Structuring for movements
Max writes,
From your knowledge of the Bible, church and mission history - do you see structures as being significant in launching, growing and sustaining movements.If you are aquainted with Dr Ralph Winters "Two Structures of God's Redemptive Mission" which he terms Modality and Sodality can you comment on them both from an historical perspective and also as being valid in todays world?
Travis writes,
I was reading your blog on the state of church planting in Australia. You wrote:
"Parachurch: Still leading the way in doing evangelism and making disciples. Rightfully wary of becoming a church. Wrongfully wary of planting churches."
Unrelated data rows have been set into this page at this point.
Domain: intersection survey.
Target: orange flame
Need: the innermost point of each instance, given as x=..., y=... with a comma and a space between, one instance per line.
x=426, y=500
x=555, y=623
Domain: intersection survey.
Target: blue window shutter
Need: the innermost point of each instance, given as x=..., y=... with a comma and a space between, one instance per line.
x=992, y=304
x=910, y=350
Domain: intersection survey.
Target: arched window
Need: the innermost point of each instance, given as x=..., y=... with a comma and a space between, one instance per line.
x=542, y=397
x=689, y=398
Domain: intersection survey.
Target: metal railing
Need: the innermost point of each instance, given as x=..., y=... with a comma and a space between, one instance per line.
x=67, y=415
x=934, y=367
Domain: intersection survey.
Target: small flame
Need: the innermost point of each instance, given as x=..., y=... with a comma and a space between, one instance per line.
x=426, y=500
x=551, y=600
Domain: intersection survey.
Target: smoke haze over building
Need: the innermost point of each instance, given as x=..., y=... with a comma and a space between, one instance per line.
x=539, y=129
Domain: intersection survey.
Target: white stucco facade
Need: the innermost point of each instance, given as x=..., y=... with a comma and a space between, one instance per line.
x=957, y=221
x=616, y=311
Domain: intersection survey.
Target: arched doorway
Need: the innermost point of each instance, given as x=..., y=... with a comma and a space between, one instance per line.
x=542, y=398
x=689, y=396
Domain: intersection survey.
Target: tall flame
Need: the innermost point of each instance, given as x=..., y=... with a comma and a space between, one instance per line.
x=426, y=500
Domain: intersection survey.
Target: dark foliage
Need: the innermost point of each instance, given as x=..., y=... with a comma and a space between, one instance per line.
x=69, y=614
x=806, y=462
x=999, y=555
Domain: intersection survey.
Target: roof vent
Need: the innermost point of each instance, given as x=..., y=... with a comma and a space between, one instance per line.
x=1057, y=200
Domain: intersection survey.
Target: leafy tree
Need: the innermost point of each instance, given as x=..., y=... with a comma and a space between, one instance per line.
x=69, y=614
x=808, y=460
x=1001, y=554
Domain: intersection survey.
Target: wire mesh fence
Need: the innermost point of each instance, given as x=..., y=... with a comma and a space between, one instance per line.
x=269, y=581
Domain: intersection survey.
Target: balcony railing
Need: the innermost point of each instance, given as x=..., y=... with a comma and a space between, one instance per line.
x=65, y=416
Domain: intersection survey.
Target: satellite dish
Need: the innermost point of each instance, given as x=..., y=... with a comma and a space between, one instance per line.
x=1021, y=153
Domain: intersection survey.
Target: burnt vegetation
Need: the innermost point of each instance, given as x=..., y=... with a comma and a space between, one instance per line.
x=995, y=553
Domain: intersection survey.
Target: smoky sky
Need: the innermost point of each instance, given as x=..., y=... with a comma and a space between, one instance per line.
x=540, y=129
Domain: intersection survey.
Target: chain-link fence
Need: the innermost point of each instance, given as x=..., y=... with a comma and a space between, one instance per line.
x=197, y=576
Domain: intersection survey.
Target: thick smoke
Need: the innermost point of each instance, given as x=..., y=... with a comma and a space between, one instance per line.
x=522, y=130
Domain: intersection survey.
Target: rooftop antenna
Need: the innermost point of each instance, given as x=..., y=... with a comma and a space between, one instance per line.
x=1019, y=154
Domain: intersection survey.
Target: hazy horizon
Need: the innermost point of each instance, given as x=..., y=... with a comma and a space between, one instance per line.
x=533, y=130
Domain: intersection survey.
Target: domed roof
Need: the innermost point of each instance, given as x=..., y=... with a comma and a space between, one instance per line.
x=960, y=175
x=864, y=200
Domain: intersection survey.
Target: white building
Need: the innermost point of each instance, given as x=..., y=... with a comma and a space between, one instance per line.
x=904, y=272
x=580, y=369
I've been working for a parachurch for the last 5 years and totally true, we spent a lot of time discussing our role in the Christian world and we were keen to never be a church. However you seem to suggesting that a parachurch could begin planting churches? I was wondering if you unearth that idea for me.
A few thoughts. . .
The "parachurch" (I don't like the term) at its best, is the inheritor of the New Testament model of mobile missionary bands. You can't confine the ministry of Jesus or Paul to that of a pastor of a settled congregation. They both led bands of mobile missionaries.
Paul raised up local pastors and elders, but he was always keen to bring a new church to just enough maturity that he could move on to the next unreached field. He was continually circling back personally, or via an emissary, or letter to make sure the churches he planted were in obedience to the gospel.
That's what missionaries do, whether they are in New Delhi or New York.
We will not reach the world by paying church planters to plant one church and settle down. That's not a movement, it's a dead end. That is, unless when they "settle down" and begin multiplying new pioneers and new churches out of the church they've planted.
For a movement to keep advancing, pioneers must keep opening up new fields to the gospel through evangelism, making disciples and planting churches. If they settle down to pastor one church, the movement stalls.
The great tragedy is when "parachurch" workers make disciples, but don't plant churches. The New Testament knows nothing of disciple-making without church formation.
For a church planting movement to continue its momentum, there must be both distinction, and partnership between the local church and the missionary band.
Mission agencies like YWAM, Campus Crusade, the IMB, Navigators, Pioneers, Church Army, CRM and many others, are showing that it's possible to make disciples and multiply new churches without having to bring those churches under their control. Their model is distinction and partnership.